1. INTRODUCTION
Data classification is the main means by which data is protected based on its need for secrecy, sensitivity or confidentiality. It is ineffective to treat all data the same when crafting and implementing a security system since some data items need more security than others. Data classification is used to establish how much effort, money and resources are allocated to guard the data and manage access to it. The main objective of data classification schemes is to sanctify and stratify the procedure of securing data based on assigned labels if importance and sensitivity. Data classification is used to offer security mechanisms for storing, processing and transferring data.
The criterion by which data is classified vary based on the institution performing the
classification. Data classification schemes are more common in government/military classification and commercial business/private sector classification.
2. DESIGN OR METHODOLOGY
Many classification methods have been proposed by researchers in machine learning, pattern recognition and statistics. Most algorithms are memory resident, typically presumptuous of a small data size.
Classification has numerous applications including fraud detection, performance prediction, manufacturing and medical diagnosis.
The use of Bayesian classification is based on bayes’ theorem of posterior probability. It assumes class conditional independence, that the effect of a quality value on a given class is independent of the value of others.
The other method used in classification is prediction method. The prediction method is one that data classified is only through future predictions of their importance and role in their company or data bases.
3. EVALUATION CRITERIA
In the evaluation of data classification in an institution they should be able to first identify the information that need to be classified and by doing this is done mostly by gathering all the data through use of questionnaires, interviews and doing surveys to obtain the information. It helps in giving high level of the company information, people who own the data, those individuals responsible in maintaining of the data and the type of resource used to store the data and it can be classified into groups or separately.

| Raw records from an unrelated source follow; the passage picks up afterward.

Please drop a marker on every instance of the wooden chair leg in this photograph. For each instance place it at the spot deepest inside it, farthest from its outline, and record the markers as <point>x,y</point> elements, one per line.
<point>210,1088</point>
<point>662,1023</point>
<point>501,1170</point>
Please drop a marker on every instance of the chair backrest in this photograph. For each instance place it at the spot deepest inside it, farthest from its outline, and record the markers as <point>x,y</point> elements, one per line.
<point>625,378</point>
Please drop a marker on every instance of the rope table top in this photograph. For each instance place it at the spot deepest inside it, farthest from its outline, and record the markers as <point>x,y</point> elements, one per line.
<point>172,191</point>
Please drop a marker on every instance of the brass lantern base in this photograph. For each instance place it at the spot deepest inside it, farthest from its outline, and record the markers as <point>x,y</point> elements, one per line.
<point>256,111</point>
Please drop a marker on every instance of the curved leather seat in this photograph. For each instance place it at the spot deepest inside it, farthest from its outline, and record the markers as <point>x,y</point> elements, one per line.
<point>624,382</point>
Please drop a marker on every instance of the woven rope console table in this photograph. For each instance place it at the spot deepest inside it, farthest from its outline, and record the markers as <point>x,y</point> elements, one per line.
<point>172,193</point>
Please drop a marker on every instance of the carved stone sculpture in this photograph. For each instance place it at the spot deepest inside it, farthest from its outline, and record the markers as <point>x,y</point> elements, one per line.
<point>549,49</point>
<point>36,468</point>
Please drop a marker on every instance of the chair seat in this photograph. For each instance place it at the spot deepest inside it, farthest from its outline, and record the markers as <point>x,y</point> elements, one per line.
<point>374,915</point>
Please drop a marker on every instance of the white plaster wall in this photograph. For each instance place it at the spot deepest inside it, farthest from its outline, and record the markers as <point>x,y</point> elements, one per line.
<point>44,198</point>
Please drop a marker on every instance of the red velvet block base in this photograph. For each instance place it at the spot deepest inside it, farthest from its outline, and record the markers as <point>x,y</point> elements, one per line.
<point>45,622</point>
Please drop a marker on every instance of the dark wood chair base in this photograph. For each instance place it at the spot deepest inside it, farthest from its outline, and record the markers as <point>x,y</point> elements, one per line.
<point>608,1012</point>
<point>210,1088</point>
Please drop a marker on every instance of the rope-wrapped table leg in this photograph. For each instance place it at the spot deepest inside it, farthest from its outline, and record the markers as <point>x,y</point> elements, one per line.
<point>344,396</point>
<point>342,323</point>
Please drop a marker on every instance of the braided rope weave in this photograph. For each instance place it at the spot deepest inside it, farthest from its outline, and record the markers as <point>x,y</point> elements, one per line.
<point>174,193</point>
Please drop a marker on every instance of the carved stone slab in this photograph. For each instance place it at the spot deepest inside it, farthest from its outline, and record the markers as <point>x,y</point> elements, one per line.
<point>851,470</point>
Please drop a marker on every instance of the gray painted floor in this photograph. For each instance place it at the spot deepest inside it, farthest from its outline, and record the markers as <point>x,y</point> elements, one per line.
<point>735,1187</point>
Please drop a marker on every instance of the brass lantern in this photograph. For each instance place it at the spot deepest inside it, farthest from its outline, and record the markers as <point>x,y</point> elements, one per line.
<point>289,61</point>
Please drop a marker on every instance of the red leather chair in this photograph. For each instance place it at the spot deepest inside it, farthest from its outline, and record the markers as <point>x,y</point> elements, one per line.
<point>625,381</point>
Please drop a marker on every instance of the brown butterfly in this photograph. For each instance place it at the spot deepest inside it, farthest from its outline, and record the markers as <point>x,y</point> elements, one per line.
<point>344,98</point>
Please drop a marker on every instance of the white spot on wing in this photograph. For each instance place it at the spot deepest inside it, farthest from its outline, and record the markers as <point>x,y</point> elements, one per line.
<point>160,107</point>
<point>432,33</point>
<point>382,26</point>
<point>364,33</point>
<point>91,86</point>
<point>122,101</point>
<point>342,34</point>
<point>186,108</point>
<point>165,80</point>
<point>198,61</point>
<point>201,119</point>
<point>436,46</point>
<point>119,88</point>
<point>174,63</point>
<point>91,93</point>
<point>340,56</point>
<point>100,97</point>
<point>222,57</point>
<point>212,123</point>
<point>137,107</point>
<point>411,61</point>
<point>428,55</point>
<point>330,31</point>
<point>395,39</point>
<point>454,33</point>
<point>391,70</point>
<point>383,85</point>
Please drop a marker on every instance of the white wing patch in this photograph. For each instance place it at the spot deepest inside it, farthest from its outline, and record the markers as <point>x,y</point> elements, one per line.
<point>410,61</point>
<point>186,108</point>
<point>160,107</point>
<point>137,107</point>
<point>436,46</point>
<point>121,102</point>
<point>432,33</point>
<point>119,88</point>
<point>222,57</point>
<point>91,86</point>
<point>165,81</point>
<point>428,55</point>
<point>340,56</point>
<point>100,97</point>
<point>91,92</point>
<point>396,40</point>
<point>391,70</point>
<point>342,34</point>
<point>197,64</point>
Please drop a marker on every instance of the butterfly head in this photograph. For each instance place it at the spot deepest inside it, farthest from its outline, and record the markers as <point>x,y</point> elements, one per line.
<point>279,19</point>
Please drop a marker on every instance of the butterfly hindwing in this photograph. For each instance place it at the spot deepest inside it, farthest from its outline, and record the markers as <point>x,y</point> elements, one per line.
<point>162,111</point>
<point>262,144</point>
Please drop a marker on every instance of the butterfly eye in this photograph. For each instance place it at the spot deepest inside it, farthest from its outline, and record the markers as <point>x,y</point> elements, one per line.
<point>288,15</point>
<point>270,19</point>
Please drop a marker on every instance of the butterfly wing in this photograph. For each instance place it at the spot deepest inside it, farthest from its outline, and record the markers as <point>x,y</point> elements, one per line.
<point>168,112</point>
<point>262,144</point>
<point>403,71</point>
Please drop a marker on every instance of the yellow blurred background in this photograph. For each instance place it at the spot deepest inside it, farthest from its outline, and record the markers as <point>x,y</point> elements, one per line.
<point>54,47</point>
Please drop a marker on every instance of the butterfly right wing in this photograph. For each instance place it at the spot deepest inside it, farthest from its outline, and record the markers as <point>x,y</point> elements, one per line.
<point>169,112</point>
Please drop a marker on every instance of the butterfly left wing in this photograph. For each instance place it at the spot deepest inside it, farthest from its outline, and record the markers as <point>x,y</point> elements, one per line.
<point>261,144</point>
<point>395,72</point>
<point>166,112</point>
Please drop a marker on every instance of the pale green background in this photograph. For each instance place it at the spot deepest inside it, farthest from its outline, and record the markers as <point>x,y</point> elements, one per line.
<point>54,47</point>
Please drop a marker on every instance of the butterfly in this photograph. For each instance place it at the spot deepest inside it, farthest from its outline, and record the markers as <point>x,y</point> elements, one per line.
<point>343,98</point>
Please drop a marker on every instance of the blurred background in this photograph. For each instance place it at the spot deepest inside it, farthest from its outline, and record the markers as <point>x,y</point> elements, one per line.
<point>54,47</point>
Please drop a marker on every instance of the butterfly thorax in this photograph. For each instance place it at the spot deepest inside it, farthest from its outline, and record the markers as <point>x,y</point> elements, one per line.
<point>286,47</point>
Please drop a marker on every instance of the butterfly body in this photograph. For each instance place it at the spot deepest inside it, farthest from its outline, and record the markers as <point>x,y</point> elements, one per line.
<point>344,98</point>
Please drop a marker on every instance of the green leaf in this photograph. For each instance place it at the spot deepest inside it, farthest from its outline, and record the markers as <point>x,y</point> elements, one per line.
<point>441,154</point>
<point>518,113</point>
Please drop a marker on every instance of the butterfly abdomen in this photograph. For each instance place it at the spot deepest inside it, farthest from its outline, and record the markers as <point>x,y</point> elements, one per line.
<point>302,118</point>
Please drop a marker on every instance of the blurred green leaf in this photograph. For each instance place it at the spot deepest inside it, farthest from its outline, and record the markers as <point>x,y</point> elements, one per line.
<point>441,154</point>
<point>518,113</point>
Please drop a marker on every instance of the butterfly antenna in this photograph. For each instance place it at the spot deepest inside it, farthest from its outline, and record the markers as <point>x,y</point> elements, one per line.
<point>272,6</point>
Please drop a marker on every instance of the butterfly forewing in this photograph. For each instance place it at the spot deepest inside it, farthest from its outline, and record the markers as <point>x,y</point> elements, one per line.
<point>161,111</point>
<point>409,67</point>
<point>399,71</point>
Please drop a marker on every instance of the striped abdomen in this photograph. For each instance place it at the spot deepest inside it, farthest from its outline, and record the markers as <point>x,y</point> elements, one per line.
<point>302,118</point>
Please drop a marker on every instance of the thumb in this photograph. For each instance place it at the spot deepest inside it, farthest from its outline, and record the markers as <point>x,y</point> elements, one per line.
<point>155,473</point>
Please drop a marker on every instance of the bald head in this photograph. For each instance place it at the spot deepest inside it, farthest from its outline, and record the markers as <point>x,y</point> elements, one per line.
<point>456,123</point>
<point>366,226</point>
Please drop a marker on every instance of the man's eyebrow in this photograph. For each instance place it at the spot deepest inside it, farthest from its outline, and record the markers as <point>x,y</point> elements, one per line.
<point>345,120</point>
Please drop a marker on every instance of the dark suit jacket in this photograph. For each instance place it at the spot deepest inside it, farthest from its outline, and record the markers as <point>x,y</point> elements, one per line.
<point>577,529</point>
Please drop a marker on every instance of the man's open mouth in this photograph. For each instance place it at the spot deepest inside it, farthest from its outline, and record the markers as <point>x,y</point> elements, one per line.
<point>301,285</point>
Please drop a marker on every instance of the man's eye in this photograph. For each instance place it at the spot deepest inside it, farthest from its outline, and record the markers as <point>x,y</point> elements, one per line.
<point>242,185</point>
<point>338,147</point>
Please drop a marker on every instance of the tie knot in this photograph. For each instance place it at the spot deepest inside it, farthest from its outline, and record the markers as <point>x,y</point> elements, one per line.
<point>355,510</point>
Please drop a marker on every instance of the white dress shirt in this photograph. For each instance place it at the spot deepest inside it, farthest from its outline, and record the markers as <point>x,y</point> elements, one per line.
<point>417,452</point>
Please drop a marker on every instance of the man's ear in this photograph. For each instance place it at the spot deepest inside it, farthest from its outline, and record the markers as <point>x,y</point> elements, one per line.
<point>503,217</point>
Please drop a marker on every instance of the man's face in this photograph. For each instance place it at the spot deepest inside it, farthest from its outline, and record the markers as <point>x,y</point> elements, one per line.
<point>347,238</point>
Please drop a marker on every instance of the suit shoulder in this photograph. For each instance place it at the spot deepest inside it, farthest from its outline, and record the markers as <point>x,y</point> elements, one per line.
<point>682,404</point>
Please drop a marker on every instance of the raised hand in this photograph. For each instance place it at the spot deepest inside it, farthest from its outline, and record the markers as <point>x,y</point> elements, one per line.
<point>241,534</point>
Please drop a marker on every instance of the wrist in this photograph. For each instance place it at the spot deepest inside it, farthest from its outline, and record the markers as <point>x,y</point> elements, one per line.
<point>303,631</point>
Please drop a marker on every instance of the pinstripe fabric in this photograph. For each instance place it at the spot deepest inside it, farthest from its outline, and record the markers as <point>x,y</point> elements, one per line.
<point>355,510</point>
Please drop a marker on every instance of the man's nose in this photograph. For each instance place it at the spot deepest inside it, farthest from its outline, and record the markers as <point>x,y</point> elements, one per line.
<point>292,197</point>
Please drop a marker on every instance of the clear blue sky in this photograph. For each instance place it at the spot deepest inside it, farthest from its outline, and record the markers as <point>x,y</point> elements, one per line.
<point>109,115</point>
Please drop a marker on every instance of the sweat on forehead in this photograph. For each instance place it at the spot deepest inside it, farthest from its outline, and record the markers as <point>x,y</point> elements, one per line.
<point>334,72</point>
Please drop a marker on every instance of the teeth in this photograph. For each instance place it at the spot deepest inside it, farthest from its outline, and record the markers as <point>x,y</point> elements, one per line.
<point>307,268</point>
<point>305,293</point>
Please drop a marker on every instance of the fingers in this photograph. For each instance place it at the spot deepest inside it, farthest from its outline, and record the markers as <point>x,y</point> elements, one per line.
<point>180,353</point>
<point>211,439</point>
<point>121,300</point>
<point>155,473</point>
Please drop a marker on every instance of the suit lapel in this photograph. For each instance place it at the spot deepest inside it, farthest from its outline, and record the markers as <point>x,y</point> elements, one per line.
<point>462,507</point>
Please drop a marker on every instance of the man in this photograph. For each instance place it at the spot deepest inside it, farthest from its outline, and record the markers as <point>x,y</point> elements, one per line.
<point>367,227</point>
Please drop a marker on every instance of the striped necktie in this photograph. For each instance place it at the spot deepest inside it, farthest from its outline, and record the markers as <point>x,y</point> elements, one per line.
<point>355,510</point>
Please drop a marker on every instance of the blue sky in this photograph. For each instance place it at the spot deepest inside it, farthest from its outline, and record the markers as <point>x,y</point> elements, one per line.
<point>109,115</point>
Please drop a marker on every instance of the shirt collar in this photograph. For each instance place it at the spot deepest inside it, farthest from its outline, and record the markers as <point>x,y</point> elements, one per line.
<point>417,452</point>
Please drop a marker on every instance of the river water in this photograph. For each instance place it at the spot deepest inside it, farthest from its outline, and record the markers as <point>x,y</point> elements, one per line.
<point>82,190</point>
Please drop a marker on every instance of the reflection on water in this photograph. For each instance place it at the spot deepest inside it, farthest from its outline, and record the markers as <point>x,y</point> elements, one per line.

Information can also be protected from various sources like security policies of the institution and informal data approaches they should be able to promote confidentially by ensuring that individuals who want to access the information are who they claim to be by providing an identification card or the password they use. Access information should be provided based on job function or business need where the owner is supposed to authorize business need. An institution should be able to incrypt their data to avoid it from being viewed inappropriately or altered without detection for sensitive and personal information which should be protected. Data should be well safeguarded by monitoring them properly and preventing easy access of the information.
In evaluating criteria of data there should be a way of identifying information classes since critical and sensitive data has different meaning to different people and this helps both those protecting and classifying the information. Before classifying data the institution should ensure that protection measures are well mapped to reflect their goals and what they want to achieve and this ensures that protection is appropriate for the information. Individuals doing data classification should have speed which helps in cutting cost of the work they are doing and use of classification accuracy which helps in prediction of new and previously unseen data. It should be able to make correct prediction when given data that has missing words or values and should also be able to work when given large amount of data.
4. CONCLUSION.
In conclusion data classification is a technique used to safeguard and control information accessibility. Companies use this as a way of improving their product market and their target market. The use of this technique has also been used by several banks in categorically giving out of loans. Efficiency of data classification can subsequently improve on the company’s manufacturing know how thus improving on productivity. As this has been adopted by many organizations it is important for companies to be able to safeguard such information as it may be confidential.
5. REFERENCES
1. Goodman, J. A. (2009). strategic customer service: Managing the customer experience to increase positive word of mouth, build loyalty and maximise profits. Amacon division american management assocation .
2. james M stewart, E. T. (2011). CISSP: certified information systems security proffessinal study guide. john wiley and sons.
3. Jiawei Han, M. k. (2011). Data mining concepts and techniques. the morgan kauffman series in data management systems. elsevier.
4. leung, y. (2009). knowledge discovery in spatial data: advances in spatial science. springer.
5. Singh, D. (2003). practical statistics 2 vols set. antlantic publishers & distirbutors.